Senator Amy Klobuchar revealed on Thursday, September 9 that she had been diagnosed with stage 1 breast cancer earlier in the year. In a post on Medium, Klobuchar wrote that doctors discovered calcifications during a routine mammogram in February. The Minnesota senator added that she underwent a lumpectomy and had radiation treatment in May. "After additional follow-up visits, it was determined in August that the treatment went well," she wrote.

Breast cancer is the most common kind of cancer among women aside from skin cancer. One in every eight women will develop breast cancer, which means the chances of an average woman being diagnosed with it is 13%, according to the American Cancer Society. It is the second leading cause of cancer death in women after lung cancer. Stage 1 breast cancer is considered to be an early stage of the disease, and is therefore "very treatable but survivable," according to the National Breast Cancer Foundation

Understanding stage 1 breast cancer

Stage 1 breast cancer has two phases: 1A and 1B (via National Breast Cancer Foundation). In 1A breast cancer, the cancer cells are contained to the area where the abnormal cell growth began, and it has not spread to the lymph nodes. Tumors in this stage are generally smaller than the average peanut. In 1B breast cancer, there is evidence of tiny cancer cells in the lymph nodes. There may or may not be a tumor in the breast and if there is, it could be smaller than a peanut.

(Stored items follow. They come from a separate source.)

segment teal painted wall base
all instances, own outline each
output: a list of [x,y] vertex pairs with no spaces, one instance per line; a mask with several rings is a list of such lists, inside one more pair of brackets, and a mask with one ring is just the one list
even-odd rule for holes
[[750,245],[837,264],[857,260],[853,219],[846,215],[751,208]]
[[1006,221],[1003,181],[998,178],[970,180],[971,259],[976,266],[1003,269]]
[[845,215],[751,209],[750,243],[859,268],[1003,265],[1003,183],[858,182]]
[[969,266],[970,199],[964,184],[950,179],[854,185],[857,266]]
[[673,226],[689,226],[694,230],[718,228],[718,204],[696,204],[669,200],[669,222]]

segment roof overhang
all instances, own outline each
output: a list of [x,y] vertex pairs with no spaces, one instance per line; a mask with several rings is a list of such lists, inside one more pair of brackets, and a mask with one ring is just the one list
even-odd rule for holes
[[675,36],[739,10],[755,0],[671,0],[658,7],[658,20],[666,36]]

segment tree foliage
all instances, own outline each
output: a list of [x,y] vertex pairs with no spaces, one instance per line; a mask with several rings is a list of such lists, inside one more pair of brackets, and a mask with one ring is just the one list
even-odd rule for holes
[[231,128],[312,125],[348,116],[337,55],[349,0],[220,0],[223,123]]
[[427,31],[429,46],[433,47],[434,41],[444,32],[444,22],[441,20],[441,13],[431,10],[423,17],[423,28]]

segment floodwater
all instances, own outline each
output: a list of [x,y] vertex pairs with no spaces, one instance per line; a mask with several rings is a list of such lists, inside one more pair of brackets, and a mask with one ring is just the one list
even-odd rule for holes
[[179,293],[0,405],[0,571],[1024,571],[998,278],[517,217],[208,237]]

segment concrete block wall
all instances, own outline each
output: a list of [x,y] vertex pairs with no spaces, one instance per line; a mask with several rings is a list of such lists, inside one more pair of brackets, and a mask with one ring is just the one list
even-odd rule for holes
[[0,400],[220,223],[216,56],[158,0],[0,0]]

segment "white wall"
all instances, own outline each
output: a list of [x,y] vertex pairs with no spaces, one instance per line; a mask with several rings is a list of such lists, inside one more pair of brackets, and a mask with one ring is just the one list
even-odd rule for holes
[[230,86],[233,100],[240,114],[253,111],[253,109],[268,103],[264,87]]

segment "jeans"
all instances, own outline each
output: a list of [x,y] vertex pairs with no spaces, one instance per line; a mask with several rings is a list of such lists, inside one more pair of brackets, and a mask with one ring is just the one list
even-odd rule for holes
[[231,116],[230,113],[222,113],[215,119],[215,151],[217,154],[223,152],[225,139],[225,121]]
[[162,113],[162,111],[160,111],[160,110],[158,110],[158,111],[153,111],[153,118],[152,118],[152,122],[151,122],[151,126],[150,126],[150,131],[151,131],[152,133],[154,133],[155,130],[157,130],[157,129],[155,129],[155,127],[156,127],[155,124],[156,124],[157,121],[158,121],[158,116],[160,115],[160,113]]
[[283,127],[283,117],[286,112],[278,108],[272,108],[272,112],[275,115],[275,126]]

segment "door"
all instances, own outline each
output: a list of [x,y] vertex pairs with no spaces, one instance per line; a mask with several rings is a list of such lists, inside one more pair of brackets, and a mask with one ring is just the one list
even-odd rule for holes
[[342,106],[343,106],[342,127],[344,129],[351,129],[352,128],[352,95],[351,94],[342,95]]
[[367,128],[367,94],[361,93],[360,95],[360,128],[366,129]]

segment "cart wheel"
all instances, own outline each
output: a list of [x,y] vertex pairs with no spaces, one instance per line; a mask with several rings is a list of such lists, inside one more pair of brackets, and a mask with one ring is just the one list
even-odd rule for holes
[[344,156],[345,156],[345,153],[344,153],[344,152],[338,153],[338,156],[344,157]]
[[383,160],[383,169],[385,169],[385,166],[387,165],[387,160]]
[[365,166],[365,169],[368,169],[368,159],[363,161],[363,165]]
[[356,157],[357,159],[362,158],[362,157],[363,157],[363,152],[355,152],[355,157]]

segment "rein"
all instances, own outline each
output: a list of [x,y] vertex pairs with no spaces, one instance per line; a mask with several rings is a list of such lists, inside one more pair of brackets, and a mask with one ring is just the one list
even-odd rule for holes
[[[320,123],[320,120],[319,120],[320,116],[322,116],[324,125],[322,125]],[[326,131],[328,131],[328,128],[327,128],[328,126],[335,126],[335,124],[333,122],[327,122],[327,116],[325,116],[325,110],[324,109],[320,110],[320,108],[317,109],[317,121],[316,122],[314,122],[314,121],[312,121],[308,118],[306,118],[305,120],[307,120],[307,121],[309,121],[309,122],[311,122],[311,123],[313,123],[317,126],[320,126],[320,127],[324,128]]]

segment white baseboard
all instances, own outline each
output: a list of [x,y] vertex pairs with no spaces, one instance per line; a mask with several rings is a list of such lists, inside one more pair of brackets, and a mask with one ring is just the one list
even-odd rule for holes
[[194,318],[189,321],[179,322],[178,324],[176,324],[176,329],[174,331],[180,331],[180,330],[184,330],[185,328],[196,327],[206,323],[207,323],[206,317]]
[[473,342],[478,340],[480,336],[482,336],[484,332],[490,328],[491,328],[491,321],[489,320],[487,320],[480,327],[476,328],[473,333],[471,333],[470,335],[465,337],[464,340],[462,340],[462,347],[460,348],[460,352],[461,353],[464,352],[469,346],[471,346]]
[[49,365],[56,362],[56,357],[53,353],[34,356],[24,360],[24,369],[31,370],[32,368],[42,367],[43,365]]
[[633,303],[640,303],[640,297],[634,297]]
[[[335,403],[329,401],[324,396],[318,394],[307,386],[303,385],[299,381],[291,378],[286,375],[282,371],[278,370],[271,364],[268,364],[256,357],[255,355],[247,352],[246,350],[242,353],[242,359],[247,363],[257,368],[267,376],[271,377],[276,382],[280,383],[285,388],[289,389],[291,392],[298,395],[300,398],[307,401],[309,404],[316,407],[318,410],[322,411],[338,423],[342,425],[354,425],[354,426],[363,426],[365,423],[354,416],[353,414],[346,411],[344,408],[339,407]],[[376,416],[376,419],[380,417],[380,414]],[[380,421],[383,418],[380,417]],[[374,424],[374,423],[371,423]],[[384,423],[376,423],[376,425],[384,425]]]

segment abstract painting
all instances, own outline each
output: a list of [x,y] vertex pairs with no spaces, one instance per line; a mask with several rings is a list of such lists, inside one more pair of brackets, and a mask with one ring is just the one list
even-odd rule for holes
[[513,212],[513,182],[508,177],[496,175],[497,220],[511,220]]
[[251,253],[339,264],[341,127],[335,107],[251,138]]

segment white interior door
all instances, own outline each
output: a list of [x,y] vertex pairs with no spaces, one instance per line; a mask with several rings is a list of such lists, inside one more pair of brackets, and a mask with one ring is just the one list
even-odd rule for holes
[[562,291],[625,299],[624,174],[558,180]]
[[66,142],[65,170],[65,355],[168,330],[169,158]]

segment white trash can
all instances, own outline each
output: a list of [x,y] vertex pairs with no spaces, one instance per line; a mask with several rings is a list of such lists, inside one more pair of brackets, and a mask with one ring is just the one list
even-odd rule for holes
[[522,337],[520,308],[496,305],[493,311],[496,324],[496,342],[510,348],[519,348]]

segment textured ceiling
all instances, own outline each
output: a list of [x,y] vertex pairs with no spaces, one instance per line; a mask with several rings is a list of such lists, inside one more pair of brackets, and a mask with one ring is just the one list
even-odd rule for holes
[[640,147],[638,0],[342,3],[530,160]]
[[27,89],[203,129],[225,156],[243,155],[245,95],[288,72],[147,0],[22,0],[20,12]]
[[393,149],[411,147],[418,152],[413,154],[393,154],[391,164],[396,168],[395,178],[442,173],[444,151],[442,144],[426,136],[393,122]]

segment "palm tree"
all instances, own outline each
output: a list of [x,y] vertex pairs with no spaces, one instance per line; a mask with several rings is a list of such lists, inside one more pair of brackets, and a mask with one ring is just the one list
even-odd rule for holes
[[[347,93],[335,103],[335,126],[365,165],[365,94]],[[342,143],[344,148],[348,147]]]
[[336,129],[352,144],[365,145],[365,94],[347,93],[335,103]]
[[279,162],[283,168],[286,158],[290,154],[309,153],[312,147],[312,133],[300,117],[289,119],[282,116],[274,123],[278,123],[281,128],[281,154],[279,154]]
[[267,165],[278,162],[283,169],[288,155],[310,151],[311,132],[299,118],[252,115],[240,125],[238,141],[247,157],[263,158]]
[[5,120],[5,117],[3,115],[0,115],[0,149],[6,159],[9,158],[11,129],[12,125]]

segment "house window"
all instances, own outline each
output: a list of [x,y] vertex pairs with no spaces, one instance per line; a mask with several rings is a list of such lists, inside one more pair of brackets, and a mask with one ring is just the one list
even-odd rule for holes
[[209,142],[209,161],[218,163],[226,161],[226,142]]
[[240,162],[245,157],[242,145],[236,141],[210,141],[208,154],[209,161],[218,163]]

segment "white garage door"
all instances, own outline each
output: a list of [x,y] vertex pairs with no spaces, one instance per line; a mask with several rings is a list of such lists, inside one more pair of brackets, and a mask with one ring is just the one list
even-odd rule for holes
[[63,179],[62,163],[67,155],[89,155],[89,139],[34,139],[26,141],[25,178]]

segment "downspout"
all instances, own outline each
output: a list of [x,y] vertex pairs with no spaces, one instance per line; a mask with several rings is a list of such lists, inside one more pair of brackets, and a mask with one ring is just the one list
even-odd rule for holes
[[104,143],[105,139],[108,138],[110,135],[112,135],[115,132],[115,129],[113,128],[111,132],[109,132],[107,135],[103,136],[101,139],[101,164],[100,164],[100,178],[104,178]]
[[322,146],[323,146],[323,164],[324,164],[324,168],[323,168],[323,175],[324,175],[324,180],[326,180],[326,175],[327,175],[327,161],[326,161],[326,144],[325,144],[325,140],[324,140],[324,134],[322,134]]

In both cases, the National Breast Cancer Foundation notes that surgery and radiation are often the normal courses of treatment. Chemotherapy is not usually necessary. While Klobuchar did not elaborate which phase of stage 1 breast cancer she had, she explained in a statement that her doctors believe her chances of developing breast cancer again are "no greater than the average person."

Early detection plays a significant role in detecting cancer, and Klobuchar emphasized this fact, urging her readers not to put off any routine health checkups or exams.